본 코드에 대한 추가적인 설명은 아래 페이지를 참조 바람 <br>
https://huggingface.co/blog/fine-tune-vit

ViT 모델에 대한 Fine Tunning방법은 아래의 링크 영상을 참조 바람
https://www.youtube.com/watch?v=A3RrAIx-KCc <br>
<br>
논문 <br>
https://arxiv.org/pdf/2106.10270.pdf <br>


# Fine-Tuning Vision Transformers for Image Classification

Just as transformers-based models have revolutionized NLP, we're now seeing an explosion of papers applying them to all sorts of other domains. One of the most revolutionary of these was the Vision Transformer (ViT), which was introduced in [June 2021](https://arxiv.org/abs/2010.11929) by a team of researchers at Google Brain.

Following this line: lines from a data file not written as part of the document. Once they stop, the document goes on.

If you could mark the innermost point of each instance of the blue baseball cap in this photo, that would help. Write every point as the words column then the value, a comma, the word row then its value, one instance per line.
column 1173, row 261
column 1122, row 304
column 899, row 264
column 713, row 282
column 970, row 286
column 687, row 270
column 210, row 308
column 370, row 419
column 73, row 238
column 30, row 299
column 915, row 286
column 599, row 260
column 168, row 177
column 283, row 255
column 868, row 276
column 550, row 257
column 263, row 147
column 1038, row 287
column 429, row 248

This paper explored how you can tokenize images, just as you would tokenize sentences, so that they can be passed to transformer models for training. Its quite a simple concept, really...

1. Split an image into a grid of sub-image patches
1. Embed each patch with a linear projection
1. Each embedded patch becomes a token, and the resulting sequence of embedded patches is the sequence you pass to the model.

![vit_figure.png](https://raw.githubusercontent.com/google-research/vision_transformer/main/vit_figure.png)


It turns out that once you've done the above, you can pre-train and finetune transformers just as you're used to with NLP tasks. Pretty sweet 😎.

---

In this notebook, we'll walk through how to leverage 🤗 `datasets` to download and process image classification datasets, and then use them to fine-tune a pre-trained ViT with 🤗 `transformers`. 

To get started, lets first install both those packages.

In [1]:
from IPython.display import display, HTML

display(
    HTML(
        data="""
            <style>
            div#notebook-container    { width:96%; }
            div#menubar-container     { width:65%; }
            div#maintoolbar-container { width:99%; }
            </style>
        """
    )
)

In [2]:
# blocks output in Colab
#%%capture
# 허깅페이스를 사용하려면 기본적으로 아래의 2 모듈을 설치
! pip install datasets transformers

Looking in indexes: https://pypi.org/simple, https://us-python.pkg.dev/colab-wheels/public/simple/
Collecting datasets
  Downloading datasets-2.4.0-py3-none-any.whl (365 kB)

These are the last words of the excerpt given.